Steve: This comes back to the very idea of testing: tests are a bunch of code that is written but never makes it to production, which was initially perceived as a waste by some people. However, over time a number of studies have demonstrated the value of tests.
The same argument can be applied to continuous delivery: on every non-trivial software project the development cost is going to be the highest, and therefore making sure that software works justifies the costs of the necessary infrastructure for all the testing. Resources needed to run the tests are usually cheaper than the developer time and the impact of not finding the bugs on time, which means it is usually a worthy resource This is the reason why many CI systems include the capability to scale up on demand using cloud resources, because the extra cost of temporarily scaling up to satisfy peaks of activity is usually worth it.
At the end of the day, this added cost is simply taking the agile philosophy to the next level: provide small feedback loops and deliver as soon as possible.
InfoQ: What are the next challenges that we will face in the continuous delivery space?
Steve: The people who are doing continuous delivery now are the people who are on the bleeding edge of technology. CD is only now beginning to become common. The main problem may be selling it internally: it takes long to set up these things and it can be difficult to convince more conservative managers about the value of CD. It’s all about education, telling people that is going to benefit them, and adapting the message to all the roles (sys admins, stakeholders, risk managers, etc), making them think it’s their own idea. You can’t impose these things, or do it just because everybody is doing it too.
Large organisations need to understand that every CD system will be different, finding the commonalities to make this a repeatable process may be hard. Also, there may be trade-offs that may make it not beneficial for everybody, so analysis will be needed for each particular case. It needs a culture where you react to change, as opposed to setting everything in stone from the beginning.
The set-up process may be aided by containersation technologies, although they come with their own challenges. The main problem will come around security, particularly in terms of managing and keeping software within the containers up to date. Traditionally, sysadmins were responsible for this, but now that developers can create containers the responsibility spreads to other teams too. Ownership needs to be redefined, maybe shared.
On the other hand, technologies used to set up a large number of machines, like puppet and chef, are managed through configurations that are looking more and more like code. This means that sysadmins will have to adopt some software development practices. And, if business analysts are going to be part of the continuous delivery process by validating what goes to production and when, they will have to become acquainted with the tools that developments use.

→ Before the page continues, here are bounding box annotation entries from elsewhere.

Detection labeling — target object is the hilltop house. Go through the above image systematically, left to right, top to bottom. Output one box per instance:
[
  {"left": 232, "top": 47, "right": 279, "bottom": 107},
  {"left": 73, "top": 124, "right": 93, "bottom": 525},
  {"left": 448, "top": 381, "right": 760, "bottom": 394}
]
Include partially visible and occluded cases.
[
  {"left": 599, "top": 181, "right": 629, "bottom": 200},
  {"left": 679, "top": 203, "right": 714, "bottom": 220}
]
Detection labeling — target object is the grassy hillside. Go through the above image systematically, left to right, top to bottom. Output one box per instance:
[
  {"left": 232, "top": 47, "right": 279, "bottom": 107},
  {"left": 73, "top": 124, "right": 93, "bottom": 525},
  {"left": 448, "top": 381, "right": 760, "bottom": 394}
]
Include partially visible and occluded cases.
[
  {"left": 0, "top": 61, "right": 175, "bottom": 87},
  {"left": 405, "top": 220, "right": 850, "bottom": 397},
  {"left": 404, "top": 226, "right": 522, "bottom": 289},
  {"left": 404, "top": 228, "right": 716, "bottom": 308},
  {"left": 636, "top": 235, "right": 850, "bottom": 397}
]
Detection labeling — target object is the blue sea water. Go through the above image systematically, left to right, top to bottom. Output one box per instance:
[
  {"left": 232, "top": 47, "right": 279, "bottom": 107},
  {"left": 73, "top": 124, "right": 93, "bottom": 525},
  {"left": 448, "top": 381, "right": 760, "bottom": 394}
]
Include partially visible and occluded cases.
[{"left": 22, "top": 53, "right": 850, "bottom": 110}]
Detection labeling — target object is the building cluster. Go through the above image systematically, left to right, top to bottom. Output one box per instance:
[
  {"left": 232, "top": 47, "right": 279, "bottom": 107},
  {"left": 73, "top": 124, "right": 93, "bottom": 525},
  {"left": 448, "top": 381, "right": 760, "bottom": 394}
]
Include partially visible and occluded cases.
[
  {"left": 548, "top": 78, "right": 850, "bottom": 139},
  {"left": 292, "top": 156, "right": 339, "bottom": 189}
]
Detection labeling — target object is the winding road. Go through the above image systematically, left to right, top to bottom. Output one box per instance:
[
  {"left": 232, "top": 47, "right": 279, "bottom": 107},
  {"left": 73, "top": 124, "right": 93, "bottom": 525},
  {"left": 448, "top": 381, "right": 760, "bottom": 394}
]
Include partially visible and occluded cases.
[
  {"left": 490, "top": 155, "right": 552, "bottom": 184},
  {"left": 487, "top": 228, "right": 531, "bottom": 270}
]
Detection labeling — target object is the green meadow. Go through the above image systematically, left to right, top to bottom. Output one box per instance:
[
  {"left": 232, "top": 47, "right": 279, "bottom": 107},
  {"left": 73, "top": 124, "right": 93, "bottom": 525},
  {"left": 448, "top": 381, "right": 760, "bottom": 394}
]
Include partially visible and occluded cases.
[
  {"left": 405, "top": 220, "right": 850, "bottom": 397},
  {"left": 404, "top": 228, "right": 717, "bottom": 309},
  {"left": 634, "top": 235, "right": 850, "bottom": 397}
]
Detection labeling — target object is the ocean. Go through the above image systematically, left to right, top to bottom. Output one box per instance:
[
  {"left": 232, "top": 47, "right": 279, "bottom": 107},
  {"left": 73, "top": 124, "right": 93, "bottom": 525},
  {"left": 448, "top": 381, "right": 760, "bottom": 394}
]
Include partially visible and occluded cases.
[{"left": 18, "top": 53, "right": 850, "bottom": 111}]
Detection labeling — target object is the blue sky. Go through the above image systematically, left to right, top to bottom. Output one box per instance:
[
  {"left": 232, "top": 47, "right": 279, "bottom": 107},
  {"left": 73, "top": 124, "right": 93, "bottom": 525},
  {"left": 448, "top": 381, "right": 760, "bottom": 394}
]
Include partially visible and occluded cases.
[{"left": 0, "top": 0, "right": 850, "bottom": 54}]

This means everybody in the organisation will have to become a bit of a generalist, and companies will have to encourage cross-functional training to achieve this. Pull requests can help with this, each department or role can ask the other department to review and approve a change before it goes ahead.
Steve Smith has worked at Atlassian for over 8 years, both as a sysadmin and a developer. He now works out of Atlassian's Amsterdam offices, focusing on high-availability, continuous-delivery and platform migration issues. He is also a regular public speaker and blogger, and likes to discuss about continuous-delivery in Atlassian's development blog.